25.04.2011, 11:01 Uhr | Von Matthias Kremp
Panzer, Flugzeugträger, Mülllaster: Rund um den Globus werden Tausende Tonnen Schrott im Meer versenkt. Sie sollen Küsten schützen, Taucher, Tiere und manchmal sogar Tote locken. Doch manch gut gemeinte Idee wird Jahre später zur Umweltkatastrophe.
Manchmal genügen ein paar verspielte Delfine, um ein jahrelang vorbereitetes Großprojekt auszubremsen. So wie am 13. April, als die australische Marine nördlich von Sydney ihre ausgemusterte Lenkwaffenfregatte HMAS Adelaide versenken wollte. Ausgerechnet als das 30 Jahre alte Schiff zum Grund des Meeres geschickt werden sollte, interessierte sich eine Schule der umtriebigen Meeressäuger brennend für das riesige Metallding vor ihren Schnauzen - und verhinderte so die geplante Sprengung der Adelaide.
Damit hatten die Delfine in wenigen Minuten mehr erreicht als die Umweltschützer, die die Versenkung lange verzögert hatten und die jetzt nicht mehr tun konnten, als sich demonstrativ mit dem Rücken zum Meer aufzustellen. Viele Schaulustige, die extra zu dem Spektakel angereist waren, ließen sich davon nicht stören. Eineinhalb Stunden brauchte die Küstenwache, um die neugierigen Tiere so weit zu vertreiben, dass sie nicht mehr in der als gefährlich bezeichneten, einen Kilometer großen Sperrzone waren. Als die Sprengladungen dann gezündet wurden, gab es allerdings für die Zaungäste wenig zu sehen. Nur 60 Sekunden dauerte es, bis das Schiff unter der Meeresoberfläche versunken war.
Szenen wie diese spielen sich weltweit regelmäßig ab. Immer wieder werden Schiffe, oft ehemalige Kriegsschiffe, im Meer versenkt. Damit, so heißt es üblicherweise, sollen nicht etwa die Kosten des Abwrackens gespart, sondern der Umwelt Gutes getan werden, denn die oft riesigen Stahlbauten können unter Wasser Korallen zum Bau neuer Riffe dienen, Fischen Unterschlupf und Nahrung bieten.
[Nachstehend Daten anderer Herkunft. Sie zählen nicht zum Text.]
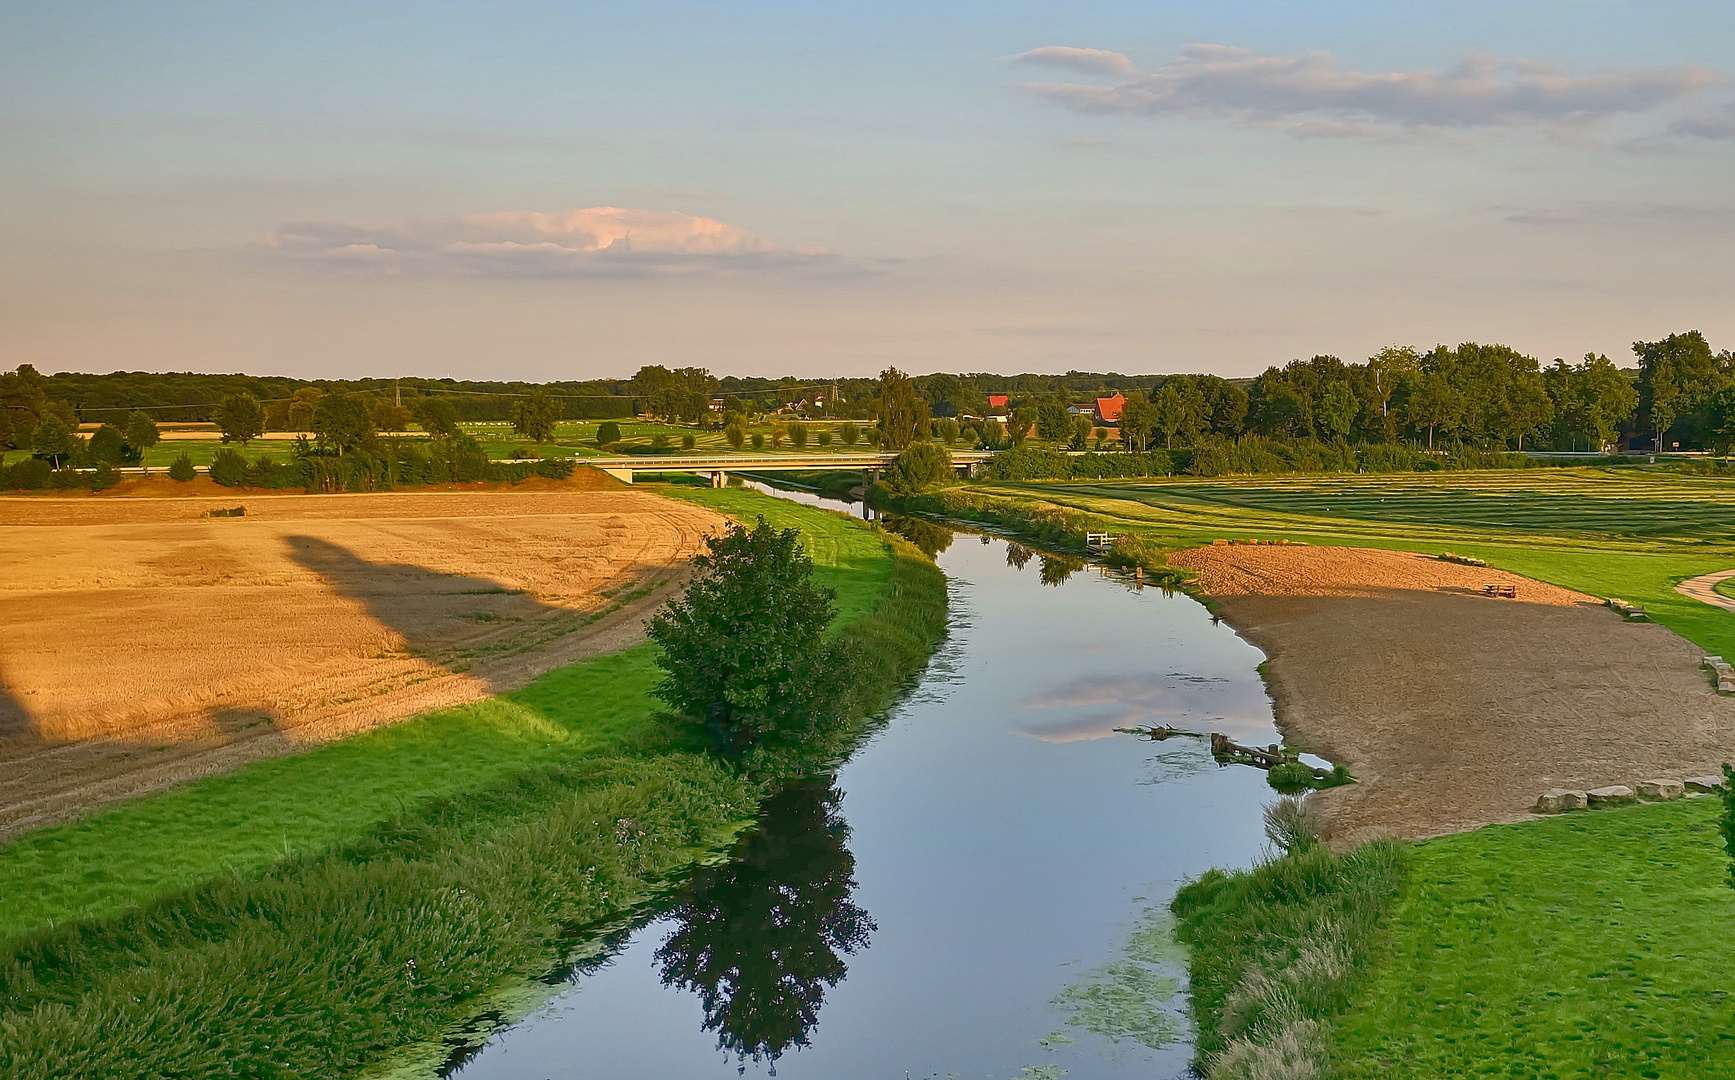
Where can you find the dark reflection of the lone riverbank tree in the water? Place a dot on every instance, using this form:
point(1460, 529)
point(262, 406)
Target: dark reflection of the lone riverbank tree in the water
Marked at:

Vor allem aber sollen Schiffswracks und künstliche Riffe Taucher locken, die als Touristen Geld in die Region bringen und sich am Fischreichtum und dem Abenteuer Wracktauchen vergnügen sollen. Teilweise entstehen dabei sogar regelrechte Kunstprojekte, die zwar Taucher anlocken, diese aber mit Warnschildern auffordern, bloß nichts anzufassen.
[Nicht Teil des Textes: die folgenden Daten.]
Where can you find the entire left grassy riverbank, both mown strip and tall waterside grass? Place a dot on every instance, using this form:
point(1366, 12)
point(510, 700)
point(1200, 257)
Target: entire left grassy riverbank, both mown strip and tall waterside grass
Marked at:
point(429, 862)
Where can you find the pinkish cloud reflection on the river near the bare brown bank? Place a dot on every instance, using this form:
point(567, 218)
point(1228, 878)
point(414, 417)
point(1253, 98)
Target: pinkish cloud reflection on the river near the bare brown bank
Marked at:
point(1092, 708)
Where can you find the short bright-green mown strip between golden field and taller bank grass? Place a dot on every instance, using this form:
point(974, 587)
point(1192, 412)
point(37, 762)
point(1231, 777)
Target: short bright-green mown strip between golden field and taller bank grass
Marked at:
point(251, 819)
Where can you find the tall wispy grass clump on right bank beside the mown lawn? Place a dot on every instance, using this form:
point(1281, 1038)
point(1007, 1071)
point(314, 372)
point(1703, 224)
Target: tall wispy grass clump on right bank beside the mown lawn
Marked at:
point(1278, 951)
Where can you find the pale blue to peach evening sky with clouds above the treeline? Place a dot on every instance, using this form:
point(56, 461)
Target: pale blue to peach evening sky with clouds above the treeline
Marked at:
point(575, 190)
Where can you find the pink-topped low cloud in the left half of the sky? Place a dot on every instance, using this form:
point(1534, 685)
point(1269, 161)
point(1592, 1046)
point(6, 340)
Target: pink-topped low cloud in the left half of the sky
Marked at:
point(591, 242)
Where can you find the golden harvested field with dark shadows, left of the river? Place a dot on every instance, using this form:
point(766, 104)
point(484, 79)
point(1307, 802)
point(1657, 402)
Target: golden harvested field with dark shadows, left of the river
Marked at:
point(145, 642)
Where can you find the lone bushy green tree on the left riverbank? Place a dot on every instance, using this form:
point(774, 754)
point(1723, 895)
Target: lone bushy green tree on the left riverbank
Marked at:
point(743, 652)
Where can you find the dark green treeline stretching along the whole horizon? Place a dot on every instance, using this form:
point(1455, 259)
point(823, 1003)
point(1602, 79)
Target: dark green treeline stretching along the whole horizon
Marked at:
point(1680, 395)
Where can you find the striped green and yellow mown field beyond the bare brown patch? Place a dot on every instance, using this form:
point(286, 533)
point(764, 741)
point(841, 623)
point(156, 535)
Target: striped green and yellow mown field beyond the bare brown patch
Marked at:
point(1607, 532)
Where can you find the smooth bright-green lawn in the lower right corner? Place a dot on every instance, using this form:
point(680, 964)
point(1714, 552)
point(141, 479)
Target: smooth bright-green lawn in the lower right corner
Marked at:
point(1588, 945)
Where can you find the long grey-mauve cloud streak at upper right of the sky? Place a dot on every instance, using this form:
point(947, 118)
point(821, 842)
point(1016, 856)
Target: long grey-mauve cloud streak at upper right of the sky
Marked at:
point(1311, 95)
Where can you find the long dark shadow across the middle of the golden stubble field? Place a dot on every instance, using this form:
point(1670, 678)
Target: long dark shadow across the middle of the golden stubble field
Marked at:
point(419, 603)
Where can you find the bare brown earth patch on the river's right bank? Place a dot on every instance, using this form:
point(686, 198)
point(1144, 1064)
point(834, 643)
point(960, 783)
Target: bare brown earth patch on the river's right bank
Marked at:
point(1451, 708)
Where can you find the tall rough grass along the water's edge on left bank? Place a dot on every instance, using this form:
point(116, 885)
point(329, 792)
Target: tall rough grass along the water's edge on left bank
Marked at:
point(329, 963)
Manchmal aber gehen solche Projekte auch gründlich in die Hose. In den siebziger Jahren etwa wurden vor der Küste Floridas Millionen alter Autoreifen ins Meer geworfen, um Nährboden für neuen Riffe zu bilden. Geworden ist daraus aber gar nichts, und so werden die gewaltigen Gummiberge jetzt mühsam wieder aus dem Wasser gezogen und an Land entsorgt.
Nicht weit von diesem Desaster entfernt, hat eine US-Firma ihr künstliches Riff dagegen schon kommerzialisiert. Das Bestattungsunternehmen Neptune Society hat vor der Küste von Key Biscayne eine Unterwassergedenkstätte, das Neptune Memorial Reef gebaut. Mit einer Fläche von sechseinhalb Hektar sei es das größte von Menschen gemachte Riff der Welt - und eine perfekte Ruhestätte für Untersee-Fans.
Dass deren Überreste dort wirklich lange Ruhe haben werden, ist kaum anzuzweifeln, denn nach dem Einäschern wird die Asche der Toten mit Zement gemischt in eine Form gegeben und so ins Riff eingebaut. So absurd diese Idee erscheinen mag, sie scheint zu funktionieren: Immerhin 80 Grabstätten sind auf diese Weise schon entstanden, bei denen sich niemand um frische Blumen kümmern muss.